И тут произошло нечто странное: лица хозяев дома погасли, глаза обреченно потупились.

– Нюта, тебе спать пора! – резко сказал отец.

– Как у папы! Тот же день! – и заливалась смехом.

– А когда у папы день рождения? – спросил я это щербатое чудище.

Она задрала ногу к уху, схватила за щиколотку, притянула к лицу. Отчеканила:

– Дявяцнацтое сен-тя-пря!

Я оторопел, хмыкнул… Попала! А она все крутилась и ногами вытворяла черт те что, и руки как мельница. Сейчас таких детей называют гиперактивными, а тогда и диагноза подобного никто не слышал. Говорили просто: невыносимый ребенок. «Ой, смично!»

Она была невыносима.

Но более всего поразили меня тогда лица ее родителей, их извиняющиеся улыбки, опущенные глаза, словно вдруг обнаружилась дурная семейная болезнь. Отец поднялся и – при госте неудобно было воспитывать, прикрикнуть – стал выпроваживать ее, растопырил руки и оттеснял всем своим большим телом в конец коридора, где, видимо, была ее комната. И еще дважды девчонка выскакивала оттуда, радостно вопя детские глупости и выделывая ногами-руками фортеля так, что у меня в глазах зарябило. И дважды отец смущенно ретировался ее успокаивать. Когда наконец вернулся за стол, я сказал:

– У вас дочка очень талантливая… к спорту. Вам надо ее на акробатику, что ли, отдать.

И оба они благодарно закивали:

– Да-да, нам уже говорили, вот с сентября определим в спортивный кружок…
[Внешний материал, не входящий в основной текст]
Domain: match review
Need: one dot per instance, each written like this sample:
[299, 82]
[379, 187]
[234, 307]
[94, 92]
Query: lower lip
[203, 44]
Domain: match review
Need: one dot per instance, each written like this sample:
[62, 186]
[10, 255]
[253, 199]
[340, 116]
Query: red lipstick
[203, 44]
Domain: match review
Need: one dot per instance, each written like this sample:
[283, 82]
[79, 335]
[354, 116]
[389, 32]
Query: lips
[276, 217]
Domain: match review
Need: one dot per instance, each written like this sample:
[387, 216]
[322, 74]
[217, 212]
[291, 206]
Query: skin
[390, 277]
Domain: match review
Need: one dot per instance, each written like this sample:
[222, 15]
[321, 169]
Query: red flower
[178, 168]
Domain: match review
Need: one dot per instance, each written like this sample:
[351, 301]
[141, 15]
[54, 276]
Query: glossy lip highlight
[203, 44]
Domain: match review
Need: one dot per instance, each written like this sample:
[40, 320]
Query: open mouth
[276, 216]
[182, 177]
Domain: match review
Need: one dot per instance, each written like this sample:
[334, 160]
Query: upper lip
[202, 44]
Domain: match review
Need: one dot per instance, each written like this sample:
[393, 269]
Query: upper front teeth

Странно, что ни он, ни его жена даже не поинтересовались – мол, а что, между прочим, какого числа всамделе у вас день рождения? Выходит, знали, что прозрения ее снайперские. Выходит, она с самого раннего детства их озадачивала.

Жаль, я тогда уже был довольно выпивши, а пьяному все трын-трава, хоть день рождения тебе назови, хоть дату смерти…

Как пили все мы тогда, боже ты мой, как пили!

Мравинский, как известно, запирал знаменитого валторниста Удальцова у себя в кабинете на ключ. Так тот на шпагатике опускал из окна трешку, а внизу ждал его мальчик, который мчал со скоростью ветра в вино-водочный. Затем обвязывал бутылку тем же шпагатиком, и Удальцов тянул добычу наверх. После чего, в лоск пьяный, гениально играл!

Кларнетист Баранов и гобоист Тупиков повсюду ходили вместе, потому что врозь падали.

В Кировском театре фаготиста-алкоголика запирали в оркестровой комнате. К концу третьего акта он бывал уже готовеньким в дугу. Как умудрялся напиться? Эти русские самородки: у фагота внизу есть серебряный стаканчик, закрывающий соединительную трубу. Так этот кулибин на тот стаканчик напаял поверху еще один стакан, в который и наливал живительную влагу; а на репетициях потягивал ее по глотку через трубочку – дополнительный «эс». Так и поправлялся, бедолага. Именно ему, кстати, принадлежит крылатая в музыкантском мире фраза: «Один день в неделю – для встряски организма – надо НЕ пить!»